We live by the purple rule: Family comes first. For K-Staters, that means a firmly held dedication to fostering an inclusive, welcoming atmosphere in which everyone feels supported and empowered to take intellectual risks. We've had plenty of practice — as the nation's first operational land-grant university, we've been putting service and compassion into action since 1863.
Kansas State University was founded in 1858 as Bluemont Central College with 53 enrolled students. Five years later, the name changed to Kansas State Agricultural College and attained land-grant status. The university was only the second public institution of higher learning in the U.S. to admit women and men equally. As the years have gone by, we have remained committed to creating a level playing field where all can succeed and overcoming any challenges in our path. Whether it be raging fires, devastating tornados or man-made obstacles, K-Staters have always remained composed, caring and ready to step in and get the job done.

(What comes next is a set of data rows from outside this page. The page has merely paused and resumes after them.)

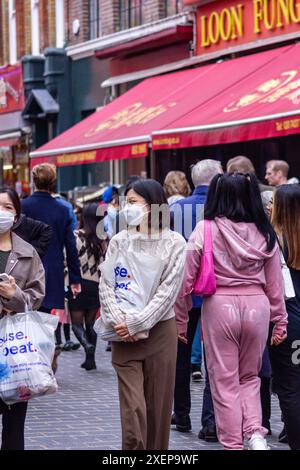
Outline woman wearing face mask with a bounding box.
[68,203,108,370]
[99,179,186,450]
[103,187,120,240]
[0,187,45,450]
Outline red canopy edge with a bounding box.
[152,112,300,149]
[0,137,19,147]
[30,43,300,165]
[29,141,148,168]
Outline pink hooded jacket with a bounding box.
[175,217,288,336]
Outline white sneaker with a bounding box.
[248,432,270,450]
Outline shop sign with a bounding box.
[195,0,300,55]
[0,64,24,114]
[56,151,97,166]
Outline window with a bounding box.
[164,0,181,16]
[88,0,100,40]
[119,0,143,31]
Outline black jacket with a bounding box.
[13,214,52,259]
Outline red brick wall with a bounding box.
[39,0,49,51]
[0,2,5,65]
[101,0,120,35]
[65,0,90,46]
[39,0,56,51]
[25,0,32,54]
[48,0,56,47]
[15,0,31,60]
[144,0,161,23]
[65,0,186,46]
[16,0,26,59]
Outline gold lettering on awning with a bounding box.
[57,151,96,165]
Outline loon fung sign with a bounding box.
[193,0,300,54]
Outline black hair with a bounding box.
[204,172,276,252]
[272,184,300,269]
[124,175,141,194]
[0,187,21,221]
[125,178,169,230]
[81,202,108,263]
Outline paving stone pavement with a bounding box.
[1,339,289,450]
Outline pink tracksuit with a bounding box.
[175,217,288,450]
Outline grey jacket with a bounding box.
[0,233,45,314]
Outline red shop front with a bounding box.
[151,0,300,184]
[0,64,30,194]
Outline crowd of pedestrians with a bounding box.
[0,157,299,452]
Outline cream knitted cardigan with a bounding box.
[99,229,186,337]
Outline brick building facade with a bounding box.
[1,0,190,190]
[63,0,184,46]
[0,0,57,66]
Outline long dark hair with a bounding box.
[81,203,107,263]
[272,184,300,269]
[0,187,21,222]
[125,178,170,230]
[204,173,276,252]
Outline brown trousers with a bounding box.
[112,318,178,450]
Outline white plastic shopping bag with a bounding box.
[96,236,165,342]
[0,310,59,405]
[279,250,296,300]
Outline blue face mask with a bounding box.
[107,206,118,220]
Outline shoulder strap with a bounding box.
[203,220,213,253]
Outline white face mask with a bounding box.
[0,210,15,234]
[121,204,148,226]
[107,206,118,220]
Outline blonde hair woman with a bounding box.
[163,171,191,205]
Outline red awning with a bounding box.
[31,43,300,168]
[152,43,300,150]
[0,137,19,147]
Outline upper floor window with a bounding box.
[164,0,181,16]
[119,0,143,31]
[89,0,100,40]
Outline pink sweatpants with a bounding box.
[201,291,270,450]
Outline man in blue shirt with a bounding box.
[171,159,222,442]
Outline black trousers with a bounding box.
[174,308,200,417]
[269,306,300,450]
[0,400,28,450]
[260,377,271,430]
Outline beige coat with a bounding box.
[0,233,45,314]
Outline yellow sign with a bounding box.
[198,0,300,53]
[275,118,300,131]
[152,137,181,146]
[131,143,148,156]
[85,102,177,138]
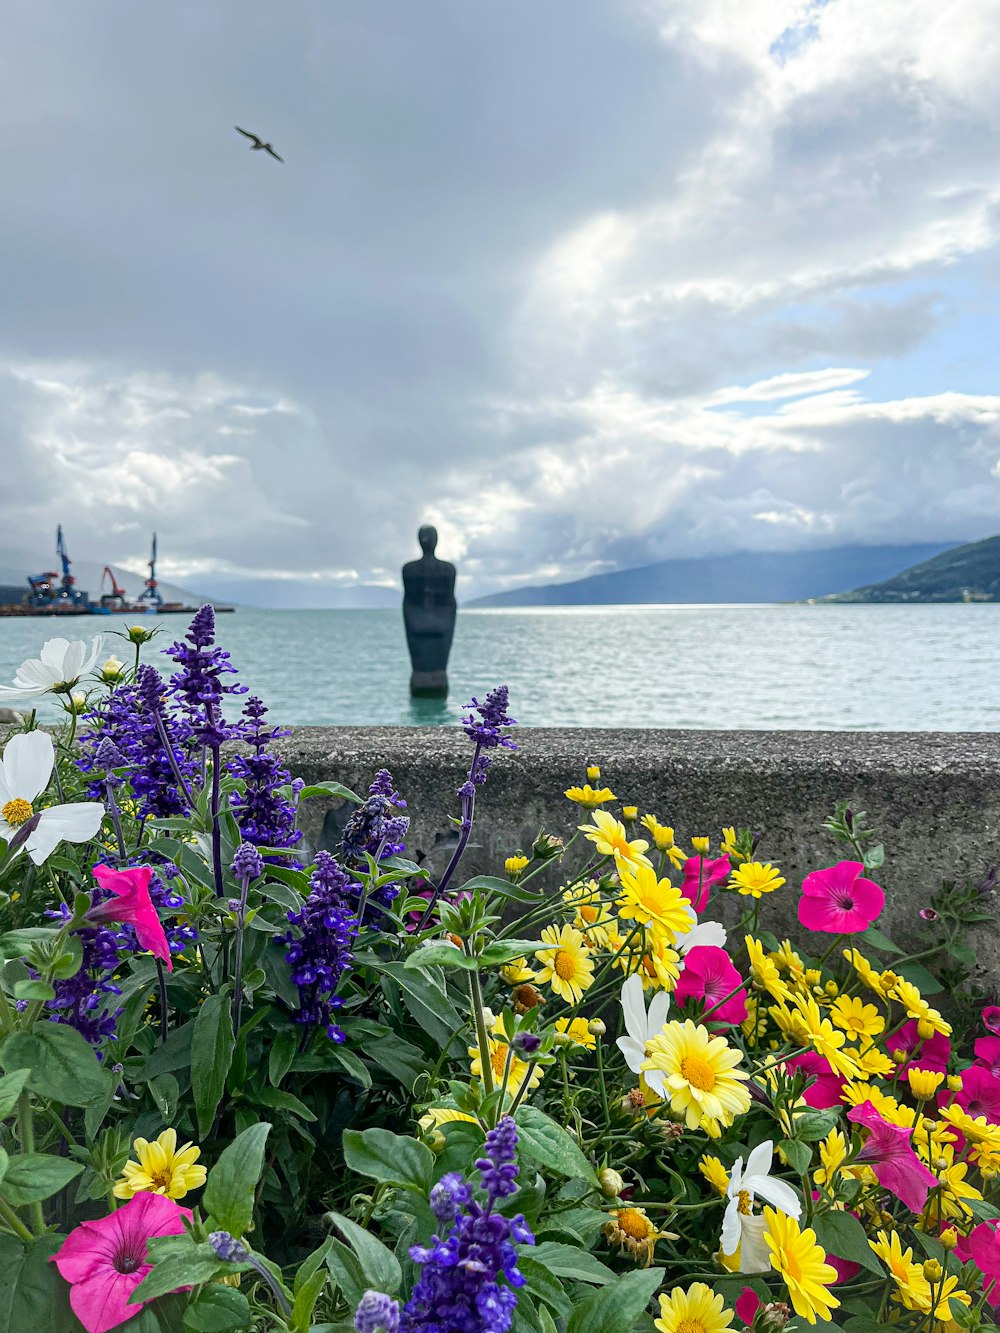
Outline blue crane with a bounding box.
[136,532,163,608]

The numbers are in, and students love K-State. The Princeton Review recently ranked the university among the best in the nation for quality of life, happiest students, community relations and more. Additionally, Glassdoor named K-State as one of the nation's top universities for employment. All this love and recognition is due to K-State's focus on maintaining a positive community in which everyone feels safe and heard. From our Principles of Community to student-led philanthropies like K-State Proud, we have a clear vision of our top priority — people.
While it would be easy to bask in today's success, we know tomorrow will bring challenges at home and far away. K-State established a strategic initiative, K-State 2025, affirming our commitment to become a Top 50 public research university by 2025. This visionary plan lays out clear, measurable goals to ensure our resources are being used most effectively. Whether it be innovative research, top-notch facilities, or attracting and retaining expert faculty, we feel it is our obligation to do whatever is necessary to solve complex problems around the world and in our backyard.